Entre avril et juin, le fonds a enregistré une perte nette de 318,1 M$ attribuable notamment à la révision de ses actifs. En 2019, pour cette période, le bénéfice net avait atteint 51,5 M$. Par ailleurs, le ratio d'endettement de la société est à la hausse. Il est maintenant de 54,5%. 

«La pandémie de COVID-19 a eu une incidence défavorable importante sur nos résultats financiers», concède dans un communiqué Sylvain Cossette, président et chef de la direction.  

En raison des impacts du virus, Cominar dit avoir ajusté à la baisse de 251,5 M$ la valeur de son portefeuille dans le secteur commercial. Pour les centres commerciaux, la correction a été de 165 M$. 

Cominar possède notamment Place de la Cité, à Québec, le Mail Champlain, à Brossard, et le Centre Rockland, à Montréal. 

46% des loyers commerciaux

Jusqu'à présent, le fonds mentionne avoir perçu approximativement 75% des loyers bruts facturés pour les mois d'avril, mai et juin.  

Ce pourcentage devrait toutefois grimper à 90% grâce aux sommes à recevoir en lien avec l'aide d'urgence du Canada pour le loyer commercial (AUCLC) des deux paliers de gouvernements, précise la direction. 

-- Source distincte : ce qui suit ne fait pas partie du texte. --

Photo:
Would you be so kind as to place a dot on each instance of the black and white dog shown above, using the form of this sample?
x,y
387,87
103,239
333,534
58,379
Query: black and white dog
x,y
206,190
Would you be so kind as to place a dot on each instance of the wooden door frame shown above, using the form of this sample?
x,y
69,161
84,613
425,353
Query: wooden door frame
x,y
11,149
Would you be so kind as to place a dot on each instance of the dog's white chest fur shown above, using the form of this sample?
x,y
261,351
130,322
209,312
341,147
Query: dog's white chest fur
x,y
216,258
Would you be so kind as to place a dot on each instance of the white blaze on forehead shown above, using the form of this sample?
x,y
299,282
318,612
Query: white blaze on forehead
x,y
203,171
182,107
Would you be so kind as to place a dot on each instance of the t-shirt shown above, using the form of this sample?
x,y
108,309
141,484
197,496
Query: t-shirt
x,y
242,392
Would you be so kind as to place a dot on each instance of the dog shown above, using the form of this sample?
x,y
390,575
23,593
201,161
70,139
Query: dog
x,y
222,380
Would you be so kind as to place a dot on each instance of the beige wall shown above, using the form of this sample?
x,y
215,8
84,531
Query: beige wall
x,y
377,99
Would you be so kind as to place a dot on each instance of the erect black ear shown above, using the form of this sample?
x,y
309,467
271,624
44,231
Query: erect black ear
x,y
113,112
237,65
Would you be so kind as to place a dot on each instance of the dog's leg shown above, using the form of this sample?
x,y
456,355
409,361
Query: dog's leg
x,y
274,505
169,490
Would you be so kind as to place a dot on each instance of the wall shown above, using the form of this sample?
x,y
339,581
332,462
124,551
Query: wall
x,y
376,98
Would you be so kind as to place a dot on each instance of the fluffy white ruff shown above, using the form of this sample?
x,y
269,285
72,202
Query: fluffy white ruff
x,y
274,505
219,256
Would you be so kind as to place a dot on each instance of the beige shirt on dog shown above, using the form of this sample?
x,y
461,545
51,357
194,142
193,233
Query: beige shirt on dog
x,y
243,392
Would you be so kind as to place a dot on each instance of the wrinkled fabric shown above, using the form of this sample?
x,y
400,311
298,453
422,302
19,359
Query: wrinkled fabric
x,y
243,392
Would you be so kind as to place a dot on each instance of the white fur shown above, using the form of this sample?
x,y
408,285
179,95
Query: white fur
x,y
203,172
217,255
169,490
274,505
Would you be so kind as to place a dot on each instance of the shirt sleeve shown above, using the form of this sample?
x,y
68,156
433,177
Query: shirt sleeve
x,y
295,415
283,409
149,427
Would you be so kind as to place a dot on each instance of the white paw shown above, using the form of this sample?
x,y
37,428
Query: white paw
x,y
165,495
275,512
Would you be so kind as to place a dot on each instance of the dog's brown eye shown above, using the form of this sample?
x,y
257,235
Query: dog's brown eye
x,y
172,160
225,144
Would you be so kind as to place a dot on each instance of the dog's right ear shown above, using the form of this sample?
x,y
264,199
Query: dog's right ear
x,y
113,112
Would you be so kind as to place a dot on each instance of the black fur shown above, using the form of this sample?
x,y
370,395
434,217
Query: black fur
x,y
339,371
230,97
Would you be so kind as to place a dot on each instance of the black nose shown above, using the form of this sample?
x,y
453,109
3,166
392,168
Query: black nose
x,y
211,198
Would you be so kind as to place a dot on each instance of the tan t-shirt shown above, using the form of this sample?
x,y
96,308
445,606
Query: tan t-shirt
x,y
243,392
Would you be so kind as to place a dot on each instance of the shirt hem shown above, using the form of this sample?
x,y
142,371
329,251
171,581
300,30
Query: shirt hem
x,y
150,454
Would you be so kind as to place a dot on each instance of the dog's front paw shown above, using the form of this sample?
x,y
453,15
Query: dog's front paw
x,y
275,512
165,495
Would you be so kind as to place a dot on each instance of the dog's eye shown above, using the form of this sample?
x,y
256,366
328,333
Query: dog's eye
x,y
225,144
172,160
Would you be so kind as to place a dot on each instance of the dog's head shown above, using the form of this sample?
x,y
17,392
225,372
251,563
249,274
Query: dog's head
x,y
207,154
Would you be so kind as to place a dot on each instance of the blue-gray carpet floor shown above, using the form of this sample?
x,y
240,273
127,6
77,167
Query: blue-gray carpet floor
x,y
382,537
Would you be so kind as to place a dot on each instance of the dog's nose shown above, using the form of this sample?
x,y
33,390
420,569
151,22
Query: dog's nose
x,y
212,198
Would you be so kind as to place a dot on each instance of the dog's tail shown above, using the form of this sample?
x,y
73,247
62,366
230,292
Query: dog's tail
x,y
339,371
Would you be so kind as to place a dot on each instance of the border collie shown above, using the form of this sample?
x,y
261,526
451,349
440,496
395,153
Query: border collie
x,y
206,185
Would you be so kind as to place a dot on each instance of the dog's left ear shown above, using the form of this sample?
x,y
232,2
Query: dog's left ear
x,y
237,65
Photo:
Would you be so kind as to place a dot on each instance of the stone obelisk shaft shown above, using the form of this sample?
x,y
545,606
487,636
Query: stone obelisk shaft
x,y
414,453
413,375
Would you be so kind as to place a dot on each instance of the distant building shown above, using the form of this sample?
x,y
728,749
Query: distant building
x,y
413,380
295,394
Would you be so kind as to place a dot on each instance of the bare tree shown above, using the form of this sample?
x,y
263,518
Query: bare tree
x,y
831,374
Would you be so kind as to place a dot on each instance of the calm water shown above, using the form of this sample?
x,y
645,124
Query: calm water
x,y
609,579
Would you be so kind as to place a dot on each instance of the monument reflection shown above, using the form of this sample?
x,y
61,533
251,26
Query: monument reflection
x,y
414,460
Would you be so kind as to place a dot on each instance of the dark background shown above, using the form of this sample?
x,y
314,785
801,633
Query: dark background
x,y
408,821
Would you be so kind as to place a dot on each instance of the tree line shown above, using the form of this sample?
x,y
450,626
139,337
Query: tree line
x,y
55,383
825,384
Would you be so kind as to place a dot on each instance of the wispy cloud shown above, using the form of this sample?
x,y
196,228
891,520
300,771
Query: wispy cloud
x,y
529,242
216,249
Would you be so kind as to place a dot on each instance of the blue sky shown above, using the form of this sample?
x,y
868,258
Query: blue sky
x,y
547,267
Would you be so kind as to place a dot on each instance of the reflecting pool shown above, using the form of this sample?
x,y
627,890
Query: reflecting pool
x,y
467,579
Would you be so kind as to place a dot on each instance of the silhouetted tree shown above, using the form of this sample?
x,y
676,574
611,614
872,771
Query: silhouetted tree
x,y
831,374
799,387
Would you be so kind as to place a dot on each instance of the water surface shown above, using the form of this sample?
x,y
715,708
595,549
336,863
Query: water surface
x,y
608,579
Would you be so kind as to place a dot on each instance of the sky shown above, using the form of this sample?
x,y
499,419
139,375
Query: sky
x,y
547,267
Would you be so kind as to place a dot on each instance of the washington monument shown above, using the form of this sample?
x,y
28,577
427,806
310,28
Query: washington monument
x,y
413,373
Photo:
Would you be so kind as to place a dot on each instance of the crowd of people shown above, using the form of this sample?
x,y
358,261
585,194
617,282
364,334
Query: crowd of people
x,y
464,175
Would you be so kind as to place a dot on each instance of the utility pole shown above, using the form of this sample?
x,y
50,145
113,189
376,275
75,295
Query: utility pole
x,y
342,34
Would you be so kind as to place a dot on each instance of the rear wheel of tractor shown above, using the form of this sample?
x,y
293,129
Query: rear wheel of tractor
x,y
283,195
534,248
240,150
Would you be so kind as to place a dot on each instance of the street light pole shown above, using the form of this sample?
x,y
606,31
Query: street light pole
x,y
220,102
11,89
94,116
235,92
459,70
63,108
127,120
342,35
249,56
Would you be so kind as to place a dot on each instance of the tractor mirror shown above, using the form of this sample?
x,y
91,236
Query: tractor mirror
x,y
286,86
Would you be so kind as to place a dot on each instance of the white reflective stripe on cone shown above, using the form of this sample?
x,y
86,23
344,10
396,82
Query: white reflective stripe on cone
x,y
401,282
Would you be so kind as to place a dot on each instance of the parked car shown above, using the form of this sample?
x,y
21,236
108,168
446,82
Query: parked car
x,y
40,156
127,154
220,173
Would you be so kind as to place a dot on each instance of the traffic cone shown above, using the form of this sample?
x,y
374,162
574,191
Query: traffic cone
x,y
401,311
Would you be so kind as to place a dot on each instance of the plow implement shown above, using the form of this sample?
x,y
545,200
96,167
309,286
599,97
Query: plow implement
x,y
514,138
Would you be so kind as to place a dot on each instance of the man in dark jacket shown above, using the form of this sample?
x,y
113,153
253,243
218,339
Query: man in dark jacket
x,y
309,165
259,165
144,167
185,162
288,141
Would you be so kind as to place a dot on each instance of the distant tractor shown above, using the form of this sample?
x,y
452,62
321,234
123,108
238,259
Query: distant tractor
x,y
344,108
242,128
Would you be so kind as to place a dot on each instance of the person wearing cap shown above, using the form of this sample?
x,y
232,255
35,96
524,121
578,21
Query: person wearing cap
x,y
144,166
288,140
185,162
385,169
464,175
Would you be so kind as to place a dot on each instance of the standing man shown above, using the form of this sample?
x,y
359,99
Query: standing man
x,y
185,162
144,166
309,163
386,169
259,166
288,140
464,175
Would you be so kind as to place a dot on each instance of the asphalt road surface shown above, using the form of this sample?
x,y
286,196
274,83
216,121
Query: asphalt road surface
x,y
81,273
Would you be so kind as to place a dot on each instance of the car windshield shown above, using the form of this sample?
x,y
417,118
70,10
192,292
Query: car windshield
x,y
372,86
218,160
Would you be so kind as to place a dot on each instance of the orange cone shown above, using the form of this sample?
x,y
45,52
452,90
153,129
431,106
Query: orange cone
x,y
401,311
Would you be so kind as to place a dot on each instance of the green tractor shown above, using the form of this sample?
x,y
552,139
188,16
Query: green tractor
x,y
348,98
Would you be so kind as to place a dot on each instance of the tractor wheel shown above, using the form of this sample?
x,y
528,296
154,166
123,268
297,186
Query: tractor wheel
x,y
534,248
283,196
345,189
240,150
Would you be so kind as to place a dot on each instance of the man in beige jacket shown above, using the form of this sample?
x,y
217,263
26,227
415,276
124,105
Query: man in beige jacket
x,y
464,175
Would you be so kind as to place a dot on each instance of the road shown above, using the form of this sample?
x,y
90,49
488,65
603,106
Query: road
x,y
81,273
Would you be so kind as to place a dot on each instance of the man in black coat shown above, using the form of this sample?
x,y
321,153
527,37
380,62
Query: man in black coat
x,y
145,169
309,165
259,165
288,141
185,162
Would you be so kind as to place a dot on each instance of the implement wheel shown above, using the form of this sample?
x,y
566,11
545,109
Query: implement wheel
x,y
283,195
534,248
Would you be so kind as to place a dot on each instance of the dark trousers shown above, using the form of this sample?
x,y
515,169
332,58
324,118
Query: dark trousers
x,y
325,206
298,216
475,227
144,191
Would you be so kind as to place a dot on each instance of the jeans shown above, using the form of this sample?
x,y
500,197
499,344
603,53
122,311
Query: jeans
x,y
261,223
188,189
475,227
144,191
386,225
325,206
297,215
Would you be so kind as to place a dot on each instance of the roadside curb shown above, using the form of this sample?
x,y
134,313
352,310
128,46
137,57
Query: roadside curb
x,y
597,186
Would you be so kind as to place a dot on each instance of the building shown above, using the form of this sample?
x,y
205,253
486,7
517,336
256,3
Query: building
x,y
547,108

Sans surprise, c’est la division commerciale qui a été la plus touchée pour les loyers. Cominar a perçu environ 46% des montants des commerçants. Ce pourcentage devrait aussi grimper avec les mesures d’aide financière. 

Par ailleurs, Cominar cherche toujours à vendre certains immeubles. En juin, les édifices détenus en vue d’une vente totalisaient 245,5 M$. Il s’agit principalement d’immeubles de bureaux. Au trimestre précédent, la valeur des immeubles sur le marché était de 24,4 M$. 

«Nous sommes conscients des défis à venir dans le secteur commercial, mais nous demeurons optimistes en ce qui concerne les services essentiels, les détaillants d'articles de nature générale et les autres segments du secteur du commerce de détail qui font preuve d'une grande résilience», conclut M. Cossette.